Higher flexibility in input N:P ratios results in more balanced phosphorus budgets in two long-term experimental agroecosystems

Abstract

Inefficient phosphorus (P) use in intensive agriculture is common in both organic and conventional systems, resulting in P over-application and soil P build-up. Increasing crop P removal and P recycling within farming systems (e.g., via cover crops) and reducing P inputs lower P surpluses, resulting in more balanced P budgets. Lowering P inputs to reduce soil P surpluses is easier with mineral fertilizers for which nitrogen (N) and P inputs can be decoupled, whereas reducing inputs of organic amendments with a constrained N:P stoichiometry (manures, composts) often results in N under-fertilization and lower yields.

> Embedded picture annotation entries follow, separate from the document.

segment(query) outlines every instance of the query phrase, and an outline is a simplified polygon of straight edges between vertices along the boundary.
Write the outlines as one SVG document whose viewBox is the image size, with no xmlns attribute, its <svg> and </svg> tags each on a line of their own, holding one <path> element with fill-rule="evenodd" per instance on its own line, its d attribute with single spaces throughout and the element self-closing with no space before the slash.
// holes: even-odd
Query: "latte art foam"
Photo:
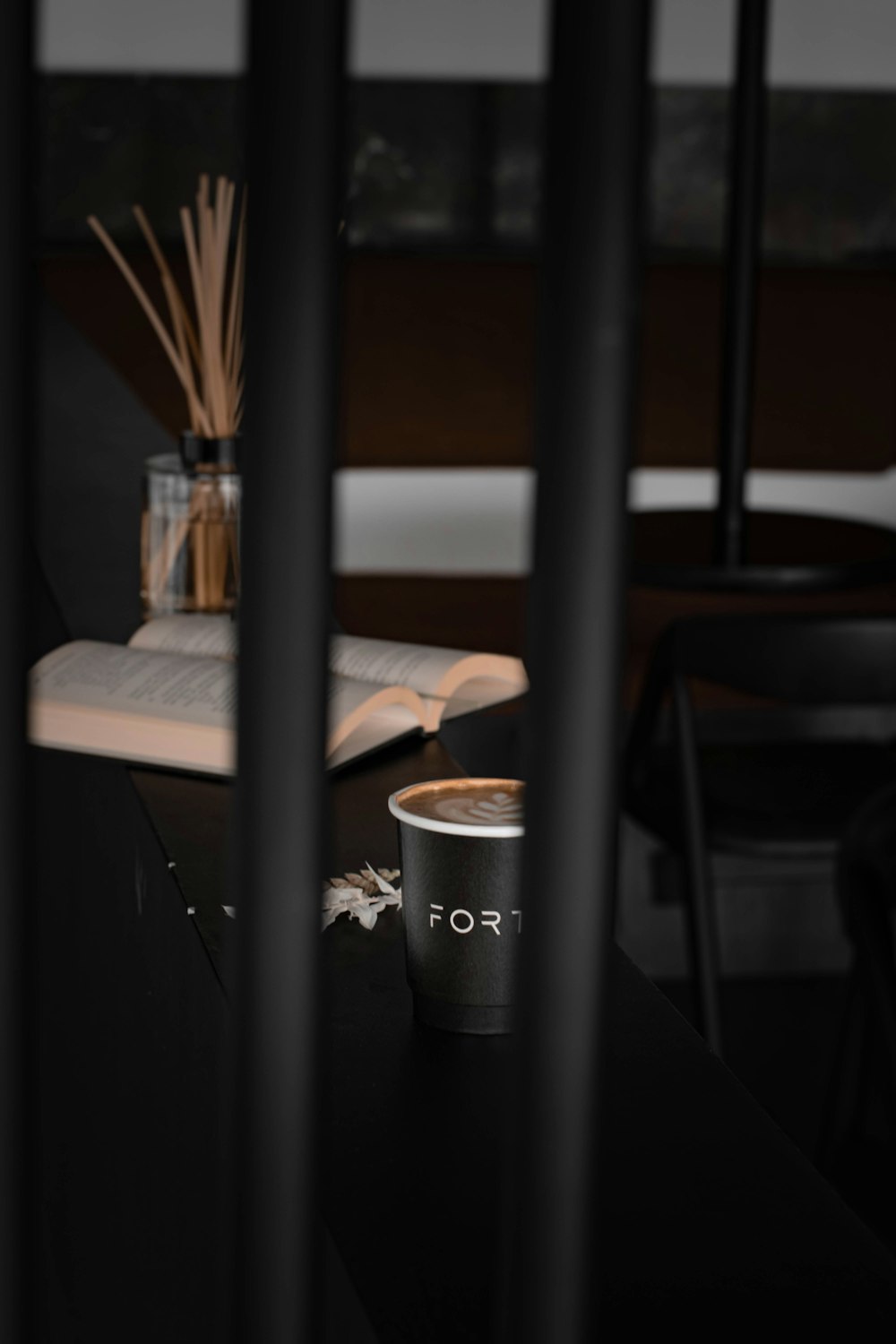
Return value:
<svg viewBox="0 0 896 1344">
<path fill-rule="evenodd" d="M 521 827 L 525 786 L 519 780 L 442 780 L 398 796 L 412 816 L 466 827 Z"/>
</svg>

We computed farm-gate P budgets for several vegetable and grain cropping systems in two long-term California agricultural experiments that vary in terms of inputs (mineral fertilizers, organic fertilizers, manure, yard compost), cash crops (corn, wheat, tomato, broccoli, lettuce), cover crops (type, frequency) and cropping intensity (biennially, annually or biannually). In organic systems, using manure or compost resulted in high P surpluses, whereas using pelleted or liquid organic fertilizers with higher N:P ratios resulted in smaller P surpluses. Systems receiving mineral fertilizers were often very close to P balance when fertilized regularly. Grain rotations generally had small P deficits whereas vegetable rotations had P surpluses due to lower crop P removal and higher output N:P in vegetables. Phosphorus uptake by cover crops was important (12–25kg Pha−1), but their benefits to soil fertility will depend on the magnitude and timing of P release during residue decomposition. Overall, using organic nutrient sources with a constrained stoichiometry and low N:P ratios resulted in significant P surpluses, confirming the need to use complementary N sources such as N-fixation or N-rich fertilizers to balance P budgets.